Le 29 juin 2000, Monsieur Y a confié la gestion immobilière de son bien à la société LOFT ONE.
Suivant contrat en date du 5 février 2010, la société LOFT ONE a donné à bail le bien litigieux à Monsieur AA moyennant un loyer mensuel de 520 euros et une provision sur charge de 75 euros par mois.
Monsieur AA n’a pas payé régulièrement son loyer.

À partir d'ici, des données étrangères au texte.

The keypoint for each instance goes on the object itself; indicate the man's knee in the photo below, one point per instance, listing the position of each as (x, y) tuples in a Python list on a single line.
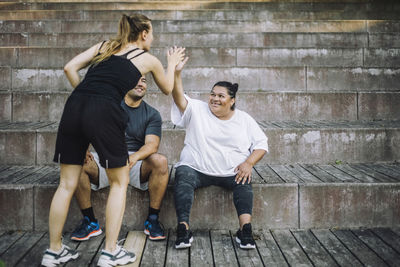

Le 24 juillet 2015, Monsieur Y a fait délivrer un congé pour vente de son bien à Monsieur AA, lequel n’a pas quitté les lieux.
Par jugement en date du 21 novembre 2016, le tribunal d’instance de TOULOUSE a ordonné l’expulsion de Monsieur AA du logement litigieux, outre la fixation d’une indemnité d’occupation jusqu’à son départ effectif des lieux d’un montant de 697.35 euros par mois.
Refusant de quitter les lieux, un commandement de quitter les lieux a été signifié à Monsieur AA le 15 février 2017, puis un commandement aux fins de saisie vente le 2 mars 2017 et enfin un procès-verbal de réquisition de la force publique le 23 mai 2017.
Courant juillet 2017, Monsieur AA a quitté le logement appartenant à Monsieur Y laissant un arriéré de loyer de 10.506.37 euros outre des travaux importants.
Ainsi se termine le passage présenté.